Bij nader onderzoek van de administratie door de parochie werd ontdekt dat er nog meer stukken ontbraken. [gedaagde] is meermalen aangeschreven om de ontbrekende stukken aan te leveren. Hij heeft hier niet aan voldaan. Ook ter zake van dit vonnis is [gedaagde] de maximale dwangsom verschuldigd geworden. Hij heeft het bedrag in juni 2024 betaald.
2.6.
[gedaagde] is meerdere keren verzocht alsnog ontbrekende stukken aan te leveren en hij heeft ook daadwerkelijk aanvullende stukken aangeleverd. Uit nader onderzoek van de aangeleverde administratie bleek echter dat er nog altijd stukken ontbreken en is [gedaagde] gevraagd om nadere toelichting te geven met betrekking tot pinpasopnames en om bepaalde bankoverschrijvingen te verantwoorden.
Ondanks de mededeling dat [gedaagde] aansprakelijk zou worden gehouden voor de door de parochie geleden en nog te lijden schade als gevolg van het handelen van [gedaagde] heeft hij niet nader gereageerd.
2.7.
De parochie heeft [gedaagde] bij brief van 10 maart 2023 een notitie gestuurd met haar bevindingen tot en met 2019, samen met een overzicht van de kascontrolecommissie over 2020 en hem nogmaals verzocht binnen zeven dagen alle gevraagde stukken en informatie aan te leveren en volledige verantwoording af te leggen over de diverse betalingen, opnames en de overige aangeduide kwesties.
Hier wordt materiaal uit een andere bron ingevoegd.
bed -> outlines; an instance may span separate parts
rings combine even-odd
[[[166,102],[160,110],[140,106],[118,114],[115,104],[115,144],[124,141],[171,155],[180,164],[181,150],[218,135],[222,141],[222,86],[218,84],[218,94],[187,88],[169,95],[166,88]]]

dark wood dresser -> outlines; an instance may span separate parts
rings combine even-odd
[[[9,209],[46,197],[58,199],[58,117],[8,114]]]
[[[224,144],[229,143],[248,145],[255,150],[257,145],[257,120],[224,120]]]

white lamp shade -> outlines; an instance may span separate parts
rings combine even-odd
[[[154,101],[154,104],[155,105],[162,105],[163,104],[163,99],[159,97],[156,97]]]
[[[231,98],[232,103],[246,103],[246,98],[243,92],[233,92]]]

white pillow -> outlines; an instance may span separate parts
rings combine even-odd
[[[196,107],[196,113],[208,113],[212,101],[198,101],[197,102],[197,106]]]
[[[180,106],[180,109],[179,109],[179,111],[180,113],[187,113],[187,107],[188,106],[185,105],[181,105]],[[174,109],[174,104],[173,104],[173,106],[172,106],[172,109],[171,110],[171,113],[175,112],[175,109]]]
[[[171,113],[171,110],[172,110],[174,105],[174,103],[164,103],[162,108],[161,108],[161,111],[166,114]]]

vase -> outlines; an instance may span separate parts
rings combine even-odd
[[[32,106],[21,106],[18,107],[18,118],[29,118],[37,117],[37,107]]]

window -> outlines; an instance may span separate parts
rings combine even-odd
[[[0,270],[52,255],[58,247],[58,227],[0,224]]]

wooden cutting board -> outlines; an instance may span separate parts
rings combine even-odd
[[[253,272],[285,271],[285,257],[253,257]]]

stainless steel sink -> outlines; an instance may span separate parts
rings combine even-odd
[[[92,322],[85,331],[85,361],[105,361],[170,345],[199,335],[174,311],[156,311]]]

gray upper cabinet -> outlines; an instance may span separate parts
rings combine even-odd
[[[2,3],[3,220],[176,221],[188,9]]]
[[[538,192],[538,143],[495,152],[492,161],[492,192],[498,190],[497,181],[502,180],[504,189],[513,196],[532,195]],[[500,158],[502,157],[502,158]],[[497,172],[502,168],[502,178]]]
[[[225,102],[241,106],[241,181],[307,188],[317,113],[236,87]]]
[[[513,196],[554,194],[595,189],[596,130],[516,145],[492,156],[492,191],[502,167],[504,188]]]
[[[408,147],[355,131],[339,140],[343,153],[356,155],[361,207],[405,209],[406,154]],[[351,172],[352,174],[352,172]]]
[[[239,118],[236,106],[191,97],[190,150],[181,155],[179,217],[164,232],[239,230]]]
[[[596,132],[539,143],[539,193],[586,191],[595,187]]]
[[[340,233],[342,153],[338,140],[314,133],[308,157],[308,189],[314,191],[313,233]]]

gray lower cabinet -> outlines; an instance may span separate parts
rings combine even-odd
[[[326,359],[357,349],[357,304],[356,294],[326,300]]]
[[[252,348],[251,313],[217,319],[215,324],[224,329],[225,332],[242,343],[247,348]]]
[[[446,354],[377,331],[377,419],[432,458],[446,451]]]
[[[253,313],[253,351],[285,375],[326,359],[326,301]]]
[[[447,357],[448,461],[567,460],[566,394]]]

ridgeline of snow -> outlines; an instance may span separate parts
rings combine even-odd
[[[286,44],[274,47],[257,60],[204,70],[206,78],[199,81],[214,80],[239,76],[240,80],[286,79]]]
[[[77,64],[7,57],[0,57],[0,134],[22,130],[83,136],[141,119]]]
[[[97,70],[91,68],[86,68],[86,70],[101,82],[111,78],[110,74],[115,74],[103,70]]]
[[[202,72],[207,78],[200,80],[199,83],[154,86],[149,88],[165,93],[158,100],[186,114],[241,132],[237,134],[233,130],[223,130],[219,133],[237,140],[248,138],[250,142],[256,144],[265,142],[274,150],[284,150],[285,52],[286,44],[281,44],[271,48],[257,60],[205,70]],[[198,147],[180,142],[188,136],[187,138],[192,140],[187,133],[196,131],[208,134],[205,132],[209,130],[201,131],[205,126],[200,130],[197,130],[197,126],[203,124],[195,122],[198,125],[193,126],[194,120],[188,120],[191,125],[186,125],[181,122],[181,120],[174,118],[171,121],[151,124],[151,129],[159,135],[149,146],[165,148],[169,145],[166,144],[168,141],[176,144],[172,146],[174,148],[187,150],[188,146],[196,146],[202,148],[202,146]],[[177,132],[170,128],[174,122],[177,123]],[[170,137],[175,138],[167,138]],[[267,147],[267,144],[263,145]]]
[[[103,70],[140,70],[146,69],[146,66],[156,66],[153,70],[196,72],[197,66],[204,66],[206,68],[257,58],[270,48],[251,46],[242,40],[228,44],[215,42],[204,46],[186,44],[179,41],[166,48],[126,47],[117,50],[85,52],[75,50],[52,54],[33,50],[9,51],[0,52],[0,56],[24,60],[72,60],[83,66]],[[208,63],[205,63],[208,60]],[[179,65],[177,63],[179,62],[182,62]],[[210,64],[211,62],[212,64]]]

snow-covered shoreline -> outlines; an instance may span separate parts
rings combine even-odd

Ondanks diverse herinneringen heeft [gedaagde] niet gereageerd.
2.8.
In een brief van 27 juni 2023 is [gedaagde] in gebreke gesteld vanwege het feit dat hij als penningmeester van de parochie vanaf 2007 geen verantwoording heeft afgelegd over diverse uitgaven en opnames van de bankrekening van de parochie en over de verwerking van inkomsten. De parochie is samen met het Bisdom Haarlem-Amsterdam een onderzoek gestart naar nadere onregelmatigheden.
2.9.
In een brief van 23 januari 2024 is [gedaagde] er op gewezen dat nieuwe onregelmatigheden zijn geconstateerd. De bevinding luidt dat [gedaagde] in de jaren 2009, 2010, 2011, 2012 en 2013 de aflossingen op de lening Fonds voor Kerkopbouw van het Bisdom ten onrechte in de rekening en verantwoordingen als rentelasten heeft verantwoord, terwijl niet gebleken is dat er daadwerkelijk rentebetalingen aan het Bisdom hebben plaatsgevonden, waardoor de parochie is benadeeld voor € 43.960,-.
2.10.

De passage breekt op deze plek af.